International Herald Tribune
Economic Crisis in China as the Reform Effort Stalls
By Gerald Segal International Herald Tribune
SHANGHAI - China is undoubtedly a more politically and economically liberal place than five years ago, but now it is stalled on its road to greater market liberalization.
It has made impressive progress, creating more than 30 million private businesses and $208 billion worth of shareholding companies since 1979. And the decentralization of economic decision-making empowers local entrepreneurs. But the 20 years of reform makes it both harder and more dangerous to stop, even if Asia's economic crisis is giving Chinese leaders second thoughts about the virtues of capitalism.
China's current economic woes are a lethal mix of a Japan-like bubble and a Russia-like rusting state sector. GDP growth is officially put at an annual rate of 7 percent, after adjustment for inflation, but it is falling, and Chinese officials privately admit that the economy is effectively in recession.
GDP growth of 3 to 4 percent is necessary simply to absorb new entrants to the labor market. A further 4 percent of GDP is accounted for by unsalable products of state-owned industries. China is not a haven of economic prosperity in the regional storm.
In fact, it has a banking system on the verge of bankruptcy. A best-selling book in China by He Qinglian suggests that some 60 percent of bank loans are nonperforming. Half the personal savings of Chinese has been lost by banks in unrecoverable loans to state-owned firms.
In what Mr. He calls ''marketization of power,'' a small elite is siphoning off so much domestic and foreign capital that since 1992 China has exported more funds than it has imported. No wonder it announced new controls on the export of foreign currency on Aug. 20.
The deflationary pressures are enormous. Inventories rotting in warehouses are worth $360 billion. Some 70 percent of new real estate is empty; the Pudong district of Shanghai has both the world's largest office tower and the biggest vacancy rate. Industry is running at only half of capacity. Price deflation reached 3 percent in August and gathers pace.

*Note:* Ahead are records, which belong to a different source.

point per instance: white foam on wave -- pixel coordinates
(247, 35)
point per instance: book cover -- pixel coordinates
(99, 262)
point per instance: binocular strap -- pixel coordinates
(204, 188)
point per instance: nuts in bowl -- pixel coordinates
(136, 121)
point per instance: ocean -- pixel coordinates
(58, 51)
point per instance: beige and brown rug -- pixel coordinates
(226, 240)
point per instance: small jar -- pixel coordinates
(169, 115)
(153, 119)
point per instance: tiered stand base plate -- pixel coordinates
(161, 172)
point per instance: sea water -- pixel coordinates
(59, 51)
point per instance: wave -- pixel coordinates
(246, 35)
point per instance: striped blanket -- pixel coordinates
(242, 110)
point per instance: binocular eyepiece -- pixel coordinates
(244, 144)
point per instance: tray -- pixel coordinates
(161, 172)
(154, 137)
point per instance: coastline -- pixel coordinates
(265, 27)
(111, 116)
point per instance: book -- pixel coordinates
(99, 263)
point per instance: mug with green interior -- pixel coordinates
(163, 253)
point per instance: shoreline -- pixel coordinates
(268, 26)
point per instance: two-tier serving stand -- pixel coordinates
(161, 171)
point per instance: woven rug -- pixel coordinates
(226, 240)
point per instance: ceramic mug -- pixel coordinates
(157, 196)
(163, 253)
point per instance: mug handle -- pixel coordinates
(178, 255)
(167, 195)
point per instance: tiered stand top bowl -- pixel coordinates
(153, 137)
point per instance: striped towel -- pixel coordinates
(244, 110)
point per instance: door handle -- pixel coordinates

As Mr. He explains, with the disparity between rich and poor greater in China than in the United States since 1994, there are far fewer people with a stake in the current partial capitalist system as China enters a time of dangerous crisis.
Hence the official call in mid-September for a fiscal stimulus to the 70 percent of Chinese who live in the rural economy and have been neglected in the last 10 years of reform.
The fact that such devastating economic data are freely available is testimony both to the more open political environment and to the extent to which President Jiang Zemin is trying to distance himself from the economic policies attributed to Deng Xiaoping.
Mr. Jiang has tried several new strategies, most notably the much ballyhooed spring reforms by Prime Minister Zhu Rongji. But Mr. Zhu's attempt to slash the government bureaucracy by half has been headed off by powerful vested interests and those worried about rising unemployment and social unrest in a deflating economy.
The sell-off and restructuring of state firms has been halted. Far from cutting bank lending to the state sector, the order went out in July to increase spending, thereby worsening the banking crisis. The announced sell-off of government-owned housing has been suspended; so have plans to liberalize grain sales.
Mr. Zhu's failures have led Mr. Jiang to try another way to de-marketize power by selling off the moneymaking enterprises of the armed forces. This, too, is unlikely to work.
It is heartening that China's leadership seems to know what must be done to eliminate these systemic problems, but the failures in Japan and Russia to tackle their versions of similar crises are evidence that good intentions are not enough.
When observers worried that China's post-Deng leadership was weak, it was not so much that they doubted that Mr. Jiang could consolidate his Communist Party position against rivals, but rather that he might not have the power and authority to undertake difficult reforms.
China is in no state to be a serious threat to the outside world
economically, militarily or in any other way. In fact, a China that loses
its reforming nerve is merely a threat to itself.
The writer is director of studies at the International Institute for Strategic Studies in London and director of the Britain's Pacific Asia Program. He contributed this comment to the International Herald Tribune.